出典:e-Govウェブサイト(民法732条)

失踪宣告の取消しにより、元の婚姻関係が復活するので、再婚は無効となります。

再婚相手と婚姻したい場合は、離婚を成立させた後で再婚しましょう。

4.失踪宣告と離婚訴訟の違い

失踪宣告と離婚訴訟の違い

行方不明の配偶者に対する、失踪宣告と離婚訴訟の主な違いです。

失踪宣告離婚訴訟
期間7年以上3年以上
生死死亡とみなす生死不明
相続発生する発生しない
再婚可能
生存婚姻に戻る離婚のまま
失踪宣告と離婚証の比較

失踪宣告に必要な期間は7年ですが、離婚訴訟なら3年で可能になります。

失踪宣告により行方不明の配偶者は死亡とみなされますが、離婚訴訟なら生死不明のままです。

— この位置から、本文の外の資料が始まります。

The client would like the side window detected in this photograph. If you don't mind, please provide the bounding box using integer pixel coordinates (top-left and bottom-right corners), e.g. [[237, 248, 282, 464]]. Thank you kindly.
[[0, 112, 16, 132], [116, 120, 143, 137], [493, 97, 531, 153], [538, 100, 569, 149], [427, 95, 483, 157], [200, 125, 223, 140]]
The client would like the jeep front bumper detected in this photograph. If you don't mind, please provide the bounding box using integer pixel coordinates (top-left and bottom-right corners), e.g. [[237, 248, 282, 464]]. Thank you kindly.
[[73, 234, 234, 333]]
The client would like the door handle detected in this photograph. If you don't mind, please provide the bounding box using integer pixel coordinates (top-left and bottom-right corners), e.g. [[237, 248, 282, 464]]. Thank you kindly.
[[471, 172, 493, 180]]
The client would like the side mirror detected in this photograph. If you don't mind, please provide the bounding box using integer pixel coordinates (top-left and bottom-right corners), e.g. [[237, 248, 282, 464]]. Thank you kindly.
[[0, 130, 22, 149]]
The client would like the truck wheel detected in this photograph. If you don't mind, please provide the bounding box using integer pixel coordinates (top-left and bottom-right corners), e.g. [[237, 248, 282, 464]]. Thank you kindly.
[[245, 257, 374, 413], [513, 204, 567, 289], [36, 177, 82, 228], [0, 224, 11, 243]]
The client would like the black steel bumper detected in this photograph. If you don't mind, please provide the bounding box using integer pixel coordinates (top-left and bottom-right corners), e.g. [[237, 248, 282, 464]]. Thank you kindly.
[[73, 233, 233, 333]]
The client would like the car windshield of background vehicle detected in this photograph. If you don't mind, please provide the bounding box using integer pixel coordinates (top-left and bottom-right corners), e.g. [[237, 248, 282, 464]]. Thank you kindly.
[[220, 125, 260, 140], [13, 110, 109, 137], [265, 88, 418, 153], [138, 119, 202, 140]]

失踪宣告では相続が発生するので、相続財産を取得できます。一方、離婚訴訟では財産分与により、財産を取得できます。

失踪宣告と離婚訴訟どちらであっても再婚可能です。

配偶者が生存していた場合、失踪宣告が取り消されると婚姻状態に戻ります。一方、離婚訴訟は配偶者が生存していても関係ありません。

5.配偶者が外国人でも同じ効力

行方不明になった配偶者が外国人でも、失踪宣告の効力は同じです。

  • 婚姻関係の消滅
  • 配偶者の相続発生

婚姻関係は消滅するので再婚も可能ですし、配偶者の相続も発生します。

ただし、日本人配偶者とは違う部分もあります。

  • 申立ての要件
  • 申立先の家庭裁判所
  • 失踪届の提出先

行方不明の配偶者が外国人なら、下記の記事を確認しておいてください。

6.まとめ

今回の記事では「失踪宣告と離婚」について説明しました。

失踪宣告により配偶者が死亡とみなされても、離婚は成立しません。

ただし、婚姻関係は消滅するので、再婚は可能になります。

再婚した後に失踪宣告が取り消されても、原則として再婚は有効です。生きていたことを知っていた場合、再婚は重婚となり無効となります。

行方不明の配偶者と離婚したいなら、離婚訴訟を提起してください。生死不明が3年以上であれば、離婚は認められます。

あなたの目的によって、失踪宣告または離婚訴訟を選んでください。